I would really appreciate some advice on what to do.
I have dysthymia, so it's not serious but I also have other low grade health problems (PCOS and IBS) and my husband has been diagnosed with Bipolar II. I've been trying to support him for a few years now but he's not interested in doing anything to help himself. He won't take any of his psychologist's suggestions onboard and is rejecting the strategies CBT is giving him. He says that CBT only works for 80% of people and that he's too analytical for it to work for him, so he's just relying on pills to get through each day.
He has made some bad financial decisions, so I have to work fulltime and I'm exhausted. I know, I need to suck it up - plenty of mothers have to work fulltime. I feel like it's impacting our 13 year old son negatively - he needs support at the moment too ... he finds my DH's behaviour
hard to cope with sometimes. I wish I could be there for him more.
I'm also tired because of the pain (and interrupted sleep) the IBS is causing.
When my DH and I first started dating he told many, many serious lies. By the time they slowly came to the surface and I found out the truth we were married and expecting a baby. I feel like my life is based on lies and deception. I have stayed with him because deep down I love him and he says he needs my support. Also, he is a great Dad and I feel like our 13 year old's problems would get worse if we broke up.

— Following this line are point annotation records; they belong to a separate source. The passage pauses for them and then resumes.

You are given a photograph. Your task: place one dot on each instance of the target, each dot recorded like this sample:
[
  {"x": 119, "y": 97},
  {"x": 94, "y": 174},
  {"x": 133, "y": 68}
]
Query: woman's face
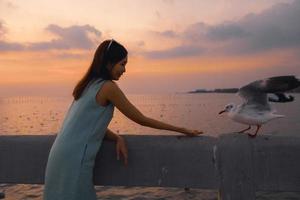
[{"x": 118, "y": 69}]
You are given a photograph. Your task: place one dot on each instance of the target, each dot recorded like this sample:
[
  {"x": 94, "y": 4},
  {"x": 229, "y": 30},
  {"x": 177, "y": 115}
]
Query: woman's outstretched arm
[{"x": 113, "y": 93}]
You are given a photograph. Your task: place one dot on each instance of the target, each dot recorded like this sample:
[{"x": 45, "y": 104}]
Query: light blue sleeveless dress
[{"x": 69, "y": 170}]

Like I said, I'm feeling really overwhelmed with all the low grade stuff - it feels like it's piling up. I've had constant pain from the IBS for 2 months now, due to a flare up (no doubt caused by stress). The pain was so bad one night that I was being prepped to have my gallbladder out but the Dr couldn't find any stones during the ultrasound. So I promise that I'm not exaggerating how painful it is. I asked my husband if he could please support me and he told me he knows what he should say to make me feel better, but he doesn't feel any empathy for me. So I really feel alone. He admits that he sees us (his family) as another job, so I'm aware that we're a burden. I try to be less tired but when I get home from work if I sit down I can't get up again, I'm just so tired. I don't like it but I do have to ask him to help out around the house - he enjoys cooking, which is great. He says he'll help with cleaning up afterwards but he never does.
But in other ways I know he's trying to make it work. I mentioned the other day that I really enjoyed some juice I bought, then a few days later he got me some without me even asking. I try to eat a healthy diet, so when he got the kids some takeaway recently he got me sushi instead because he knew it was a better option. He does care. He's just overwhelmed in his own way. He works long hours too and his depression is much worse than mine.
Has anyone supported a spouse while they've been struggling to stay afloat themselves? Can you please give me some hints or tips on how to put my family first, instead of being focussed on how tough things are for me? Thanks for any suggestions.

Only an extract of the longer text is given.